‘Frequency response’ is the service that is used to keep the grid stable, compensating for short-term fluctuations in supply and demand in the grid. To date, grid balancing services have been provided mainly by gas and coal plants. The uptake of batteries marks another major push towards a sustainable grid for the UK.
By awarding frequency response contracts to 200 MW of battery projects, the UK is following a global trend towards using batteries to balance the power grid, making it a major global energy storage market, and helping it balance a grid that is becomingly increasingly dependent on renewable sources. After several years of rapid cost declines, batteries are increasingly competing with conventional thermal generators as an economically viable and superior way of providing grid services.

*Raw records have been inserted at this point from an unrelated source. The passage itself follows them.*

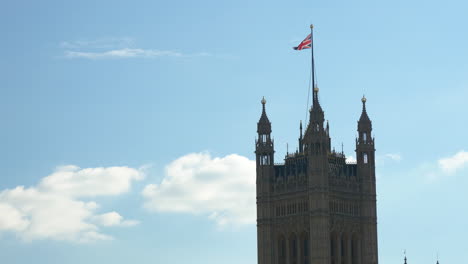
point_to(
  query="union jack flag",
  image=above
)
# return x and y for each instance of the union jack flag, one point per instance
(305, 44)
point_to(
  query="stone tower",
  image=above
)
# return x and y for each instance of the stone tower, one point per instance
(316, 208)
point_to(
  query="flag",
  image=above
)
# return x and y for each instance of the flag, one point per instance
(305, 44)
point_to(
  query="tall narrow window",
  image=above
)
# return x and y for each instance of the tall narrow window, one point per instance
(306, 247)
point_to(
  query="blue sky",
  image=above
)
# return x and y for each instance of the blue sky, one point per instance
(128, 127)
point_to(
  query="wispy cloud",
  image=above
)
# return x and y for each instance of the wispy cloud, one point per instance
(117, 48)
(102, 43)
(393, 156)
(454, 163)
(129, 53)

The need for frequency response is increased by the decommissioning of thermal power stations, and the increasing use of renewables, which provide a less stable, fluctuating output than a thermal power station. Large-scale renewables have been built out at a frantic rate in recent years. The UK was the fourth largest solar market in the world last year.
Global trends based on cost reductions
Globally, batteries are gaining a major foothold in this market, thanks to significant cost reductions over the last 3 years and as they are able to react almost instantaneously, absorbing and injecting power to keep the grid stable. This is a major driver of a predicted 1,800 MW of batteries being connected to grids around the world in 2016, according to IHS Markit analysis.
The 201 MW of batteries that the UK now plans to build throughout 2017 and 2018 represents a significant share (~10%) of the global market for utility-scale batteries connected to the grid in 2017 and 2018.
The 8 successful bids come from 7 different providers, all of which are either established utilities (EON, EDF, Vattenfall) or renewable developers/EPCs (RES, Belectric, Low Carbon, Element Power). Many of these are already experienced with providing grid services in the UK, and are likely to site the batteries at pre-existing generation assets (renewable or conventional) to lower costs.